The code ran three memory-leak scenarios: (1) properly deleted tensors each iteration, (2) accumulated tensor references in a list without deleting them, (3) broke the computational graph using .detach() so tensors could be freed. On GPU, you'd see memory growth in scenario 2 but flat memory in scenarios 1 and 3. On CPU, the code runs but illustrates the patterns: you'd see actual byte counts on CUDA devices.
Common gotcha
The biggest mistake is confusing peak memory allocation with current memory leaks. A tensor allocated in iteration 1 that's properly deleted in iteration 1 doesn't cause a leak, but max_memory_allocated() still counts it. You must compare memory before and after a loop, or use memory_allocated() - memory_reserved() to catch real leaks.

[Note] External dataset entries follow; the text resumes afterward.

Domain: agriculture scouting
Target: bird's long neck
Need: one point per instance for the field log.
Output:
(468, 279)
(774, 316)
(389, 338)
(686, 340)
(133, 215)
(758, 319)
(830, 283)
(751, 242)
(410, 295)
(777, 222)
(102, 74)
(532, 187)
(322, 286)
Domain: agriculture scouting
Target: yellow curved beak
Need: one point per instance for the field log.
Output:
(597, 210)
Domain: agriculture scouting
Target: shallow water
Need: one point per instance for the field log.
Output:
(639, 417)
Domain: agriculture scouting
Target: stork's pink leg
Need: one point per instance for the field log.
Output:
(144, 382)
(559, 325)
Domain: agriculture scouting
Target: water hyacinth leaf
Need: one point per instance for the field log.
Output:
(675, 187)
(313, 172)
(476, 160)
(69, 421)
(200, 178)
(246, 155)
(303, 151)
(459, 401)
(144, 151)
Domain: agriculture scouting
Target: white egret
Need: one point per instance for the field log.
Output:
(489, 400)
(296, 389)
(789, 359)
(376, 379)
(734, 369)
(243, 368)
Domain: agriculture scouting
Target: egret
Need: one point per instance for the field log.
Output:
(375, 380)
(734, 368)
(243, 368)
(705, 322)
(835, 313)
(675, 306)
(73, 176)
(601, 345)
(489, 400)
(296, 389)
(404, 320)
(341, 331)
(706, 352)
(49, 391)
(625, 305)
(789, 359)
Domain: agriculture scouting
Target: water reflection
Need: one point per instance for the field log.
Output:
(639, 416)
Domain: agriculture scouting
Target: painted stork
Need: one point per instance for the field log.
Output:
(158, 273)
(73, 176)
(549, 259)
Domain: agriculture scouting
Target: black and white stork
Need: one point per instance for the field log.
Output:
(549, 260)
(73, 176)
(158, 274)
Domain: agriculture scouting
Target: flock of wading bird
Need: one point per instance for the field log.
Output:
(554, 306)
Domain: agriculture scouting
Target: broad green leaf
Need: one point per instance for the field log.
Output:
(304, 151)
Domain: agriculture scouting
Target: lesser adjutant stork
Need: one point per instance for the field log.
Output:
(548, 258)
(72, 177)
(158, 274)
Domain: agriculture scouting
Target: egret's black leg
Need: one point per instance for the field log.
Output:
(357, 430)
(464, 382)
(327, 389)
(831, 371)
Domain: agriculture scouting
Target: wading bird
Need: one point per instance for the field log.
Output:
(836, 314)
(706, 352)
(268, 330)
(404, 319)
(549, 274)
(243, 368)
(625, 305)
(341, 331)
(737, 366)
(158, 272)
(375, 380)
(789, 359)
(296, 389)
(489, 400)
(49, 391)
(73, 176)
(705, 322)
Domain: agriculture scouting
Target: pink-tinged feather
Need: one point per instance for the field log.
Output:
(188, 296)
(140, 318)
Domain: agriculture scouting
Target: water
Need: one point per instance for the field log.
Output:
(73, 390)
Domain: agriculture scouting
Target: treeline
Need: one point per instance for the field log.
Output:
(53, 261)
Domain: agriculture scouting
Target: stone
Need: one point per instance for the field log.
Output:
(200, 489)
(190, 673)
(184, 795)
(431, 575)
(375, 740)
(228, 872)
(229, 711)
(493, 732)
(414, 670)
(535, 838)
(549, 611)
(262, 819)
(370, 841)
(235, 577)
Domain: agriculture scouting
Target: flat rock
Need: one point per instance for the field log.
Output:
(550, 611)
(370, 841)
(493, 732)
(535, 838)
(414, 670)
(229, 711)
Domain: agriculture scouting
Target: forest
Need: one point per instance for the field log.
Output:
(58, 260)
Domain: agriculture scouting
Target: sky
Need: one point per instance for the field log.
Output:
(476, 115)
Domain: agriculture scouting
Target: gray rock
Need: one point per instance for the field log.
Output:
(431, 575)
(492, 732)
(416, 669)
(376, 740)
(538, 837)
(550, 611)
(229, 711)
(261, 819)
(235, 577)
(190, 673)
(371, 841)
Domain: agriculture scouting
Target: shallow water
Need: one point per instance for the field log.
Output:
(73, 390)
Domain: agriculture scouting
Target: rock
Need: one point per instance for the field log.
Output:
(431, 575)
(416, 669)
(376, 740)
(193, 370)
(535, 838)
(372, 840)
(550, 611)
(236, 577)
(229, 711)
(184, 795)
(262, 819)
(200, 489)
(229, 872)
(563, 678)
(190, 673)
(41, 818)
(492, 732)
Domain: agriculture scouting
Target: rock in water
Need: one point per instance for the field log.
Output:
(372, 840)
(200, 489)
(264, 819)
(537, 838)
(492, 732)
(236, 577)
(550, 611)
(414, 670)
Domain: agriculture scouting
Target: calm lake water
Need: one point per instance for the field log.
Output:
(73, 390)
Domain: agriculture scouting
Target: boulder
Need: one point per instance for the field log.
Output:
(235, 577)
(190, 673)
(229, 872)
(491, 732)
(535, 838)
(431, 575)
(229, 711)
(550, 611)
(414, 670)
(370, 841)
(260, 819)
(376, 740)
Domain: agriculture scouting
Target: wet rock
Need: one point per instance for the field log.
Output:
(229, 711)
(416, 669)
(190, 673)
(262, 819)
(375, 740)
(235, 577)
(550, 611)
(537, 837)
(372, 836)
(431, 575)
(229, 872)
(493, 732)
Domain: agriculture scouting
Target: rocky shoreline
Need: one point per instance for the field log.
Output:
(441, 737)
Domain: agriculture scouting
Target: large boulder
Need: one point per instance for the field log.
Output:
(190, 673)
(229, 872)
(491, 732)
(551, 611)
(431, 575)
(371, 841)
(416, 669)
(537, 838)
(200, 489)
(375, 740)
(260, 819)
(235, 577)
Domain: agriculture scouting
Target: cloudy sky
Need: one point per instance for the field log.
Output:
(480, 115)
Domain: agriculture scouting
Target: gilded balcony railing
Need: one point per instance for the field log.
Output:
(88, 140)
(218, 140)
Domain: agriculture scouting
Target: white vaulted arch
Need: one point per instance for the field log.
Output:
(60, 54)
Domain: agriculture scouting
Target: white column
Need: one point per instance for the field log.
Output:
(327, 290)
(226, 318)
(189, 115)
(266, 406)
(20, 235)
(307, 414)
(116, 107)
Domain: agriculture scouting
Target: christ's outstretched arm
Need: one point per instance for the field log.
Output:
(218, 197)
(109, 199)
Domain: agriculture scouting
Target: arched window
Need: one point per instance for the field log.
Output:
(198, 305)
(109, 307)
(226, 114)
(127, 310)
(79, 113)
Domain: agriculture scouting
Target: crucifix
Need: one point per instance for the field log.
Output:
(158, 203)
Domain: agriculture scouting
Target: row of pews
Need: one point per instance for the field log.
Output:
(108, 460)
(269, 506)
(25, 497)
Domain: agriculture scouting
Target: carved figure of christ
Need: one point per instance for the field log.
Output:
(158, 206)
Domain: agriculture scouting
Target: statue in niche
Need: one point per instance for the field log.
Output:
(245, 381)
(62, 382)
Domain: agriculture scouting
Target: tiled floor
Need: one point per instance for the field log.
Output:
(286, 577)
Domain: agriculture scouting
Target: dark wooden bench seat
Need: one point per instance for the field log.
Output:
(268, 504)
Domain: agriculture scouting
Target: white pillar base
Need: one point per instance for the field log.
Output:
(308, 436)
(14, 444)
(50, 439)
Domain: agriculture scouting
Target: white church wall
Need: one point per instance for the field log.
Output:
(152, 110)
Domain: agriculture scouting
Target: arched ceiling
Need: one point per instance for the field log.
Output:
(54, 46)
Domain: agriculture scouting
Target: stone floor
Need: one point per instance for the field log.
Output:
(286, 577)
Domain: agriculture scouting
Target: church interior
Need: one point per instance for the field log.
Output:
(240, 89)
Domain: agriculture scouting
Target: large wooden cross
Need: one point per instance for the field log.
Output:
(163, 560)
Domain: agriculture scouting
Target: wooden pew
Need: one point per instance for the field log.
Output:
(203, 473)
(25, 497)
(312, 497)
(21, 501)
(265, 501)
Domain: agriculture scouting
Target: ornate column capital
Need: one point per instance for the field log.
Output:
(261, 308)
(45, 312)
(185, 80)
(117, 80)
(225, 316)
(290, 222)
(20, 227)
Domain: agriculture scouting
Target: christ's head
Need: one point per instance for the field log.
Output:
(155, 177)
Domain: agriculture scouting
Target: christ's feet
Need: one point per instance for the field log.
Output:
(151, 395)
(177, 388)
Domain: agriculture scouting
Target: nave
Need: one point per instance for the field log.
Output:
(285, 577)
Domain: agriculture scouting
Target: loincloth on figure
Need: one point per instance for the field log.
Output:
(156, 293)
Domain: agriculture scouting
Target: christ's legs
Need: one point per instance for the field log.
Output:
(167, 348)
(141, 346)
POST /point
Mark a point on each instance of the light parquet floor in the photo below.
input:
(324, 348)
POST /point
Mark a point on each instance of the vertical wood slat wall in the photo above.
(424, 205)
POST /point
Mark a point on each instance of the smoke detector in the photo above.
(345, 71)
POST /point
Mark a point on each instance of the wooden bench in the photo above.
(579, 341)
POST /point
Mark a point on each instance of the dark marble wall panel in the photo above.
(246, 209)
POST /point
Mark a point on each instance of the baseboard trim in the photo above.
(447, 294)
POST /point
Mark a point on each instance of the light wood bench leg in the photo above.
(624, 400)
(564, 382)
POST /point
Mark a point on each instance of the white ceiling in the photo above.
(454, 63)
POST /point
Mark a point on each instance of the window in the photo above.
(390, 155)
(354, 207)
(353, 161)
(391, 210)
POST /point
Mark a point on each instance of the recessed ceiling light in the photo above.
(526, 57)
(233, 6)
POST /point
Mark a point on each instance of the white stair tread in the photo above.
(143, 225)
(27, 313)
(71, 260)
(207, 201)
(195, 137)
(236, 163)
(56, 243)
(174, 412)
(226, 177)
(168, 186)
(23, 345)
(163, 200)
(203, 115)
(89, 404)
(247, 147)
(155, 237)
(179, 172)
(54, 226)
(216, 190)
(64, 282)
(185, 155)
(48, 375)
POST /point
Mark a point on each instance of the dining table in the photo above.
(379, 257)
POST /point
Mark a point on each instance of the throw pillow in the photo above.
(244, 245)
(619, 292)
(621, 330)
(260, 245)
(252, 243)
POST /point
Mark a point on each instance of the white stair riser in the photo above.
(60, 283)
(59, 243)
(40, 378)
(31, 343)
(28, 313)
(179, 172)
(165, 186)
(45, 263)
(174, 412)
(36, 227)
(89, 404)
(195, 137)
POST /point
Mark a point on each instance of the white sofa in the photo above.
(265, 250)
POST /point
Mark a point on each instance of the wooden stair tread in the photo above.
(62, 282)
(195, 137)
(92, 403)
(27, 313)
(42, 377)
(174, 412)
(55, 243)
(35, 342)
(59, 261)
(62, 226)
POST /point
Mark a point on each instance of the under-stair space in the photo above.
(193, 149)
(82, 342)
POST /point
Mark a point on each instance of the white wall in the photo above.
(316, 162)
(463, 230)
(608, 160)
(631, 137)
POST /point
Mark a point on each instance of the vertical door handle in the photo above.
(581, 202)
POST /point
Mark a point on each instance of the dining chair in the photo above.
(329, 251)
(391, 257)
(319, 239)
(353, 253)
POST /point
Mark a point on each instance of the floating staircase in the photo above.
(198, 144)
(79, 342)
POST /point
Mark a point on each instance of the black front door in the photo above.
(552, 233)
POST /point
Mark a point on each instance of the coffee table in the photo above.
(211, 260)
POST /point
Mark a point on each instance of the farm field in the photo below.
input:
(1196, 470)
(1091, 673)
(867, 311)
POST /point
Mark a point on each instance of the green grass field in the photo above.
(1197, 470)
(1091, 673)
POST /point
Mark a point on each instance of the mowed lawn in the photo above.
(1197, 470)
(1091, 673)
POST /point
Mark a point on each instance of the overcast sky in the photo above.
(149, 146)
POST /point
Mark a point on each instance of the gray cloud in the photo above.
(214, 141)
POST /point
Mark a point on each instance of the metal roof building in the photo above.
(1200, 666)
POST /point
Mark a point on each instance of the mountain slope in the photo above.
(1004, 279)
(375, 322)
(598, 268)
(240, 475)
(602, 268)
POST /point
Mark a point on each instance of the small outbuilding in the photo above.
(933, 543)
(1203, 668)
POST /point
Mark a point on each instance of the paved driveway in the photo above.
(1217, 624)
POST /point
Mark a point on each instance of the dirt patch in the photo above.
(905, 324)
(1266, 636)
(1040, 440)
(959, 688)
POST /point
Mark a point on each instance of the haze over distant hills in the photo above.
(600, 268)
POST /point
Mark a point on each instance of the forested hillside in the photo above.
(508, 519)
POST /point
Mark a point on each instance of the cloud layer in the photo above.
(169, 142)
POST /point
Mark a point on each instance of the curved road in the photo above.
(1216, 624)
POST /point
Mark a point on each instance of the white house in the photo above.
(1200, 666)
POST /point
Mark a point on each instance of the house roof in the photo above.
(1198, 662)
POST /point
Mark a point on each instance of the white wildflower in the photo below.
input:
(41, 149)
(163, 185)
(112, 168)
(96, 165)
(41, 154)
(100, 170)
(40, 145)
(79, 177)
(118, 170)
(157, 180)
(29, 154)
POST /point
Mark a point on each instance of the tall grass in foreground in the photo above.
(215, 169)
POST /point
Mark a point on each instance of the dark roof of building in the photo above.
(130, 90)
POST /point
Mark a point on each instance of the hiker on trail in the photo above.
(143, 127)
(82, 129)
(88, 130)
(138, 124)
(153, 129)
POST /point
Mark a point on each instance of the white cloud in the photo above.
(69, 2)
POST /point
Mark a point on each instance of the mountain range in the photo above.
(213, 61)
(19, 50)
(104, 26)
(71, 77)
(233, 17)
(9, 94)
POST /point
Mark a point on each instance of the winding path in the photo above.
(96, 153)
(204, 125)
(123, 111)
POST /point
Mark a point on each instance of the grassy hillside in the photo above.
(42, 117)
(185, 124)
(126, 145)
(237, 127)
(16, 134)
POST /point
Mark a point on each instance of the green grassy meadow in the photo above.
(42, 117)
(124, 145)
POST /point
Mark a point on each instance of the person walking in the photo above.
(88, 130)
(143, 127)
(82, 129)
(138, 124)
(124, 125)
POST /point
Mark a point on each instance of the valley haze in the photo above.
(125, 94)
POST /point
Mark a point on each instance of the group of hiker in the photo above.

Also, torch.cuda.empty_cache() doesn't free memory from live tensors: only truly unreferenced memory.
Error recovery
RuntimeError: CUDA out of memoryAttributeError: 'NoneType' has no attribute '_*'Memory climbs but no obvious tensor storageExperienced dev note
In real production training, the sneakiest leaks come from validation loops where you accidentally keep a list of loss values (each holding a computational graph) or from logging hooks that capture intermediate activations. The pattern is: if you're appending to a list or dict in a loop, and those values contain tensors with requires_grad=True or are part of a graph, you're almost certainly leaking. Use .item() to extract scalars, or .detach() before storing. Also, profilers like PyTorch's built-in profiler (torch.profiler) show memory peaks but not accumulation: memory_allocated() is your actual debugging tool.
Check your understanding
You have a training loop that runs for 100 epochs, and you notice GPU memory climbs from 6GB at epoch 1 to 11GB at epoch 50, even though your batch size is fixed. The memory stabilizes at 11GB for epochs 50–100. Is this a memory leak, and what's the evidence?
Show answer hint
A real leak would climb every epoch. Stabilizing memory suggests the initial climb was legitimate (model initialization, caching, graph building) but doesn't leak further. Check if memory growth happens only in the first few epochs or continuously. The evidence is running the same loop again and seeing if memory climbs from 11GB to 16GB: if it does, it's leaking; if it stays at 11GB, it's not.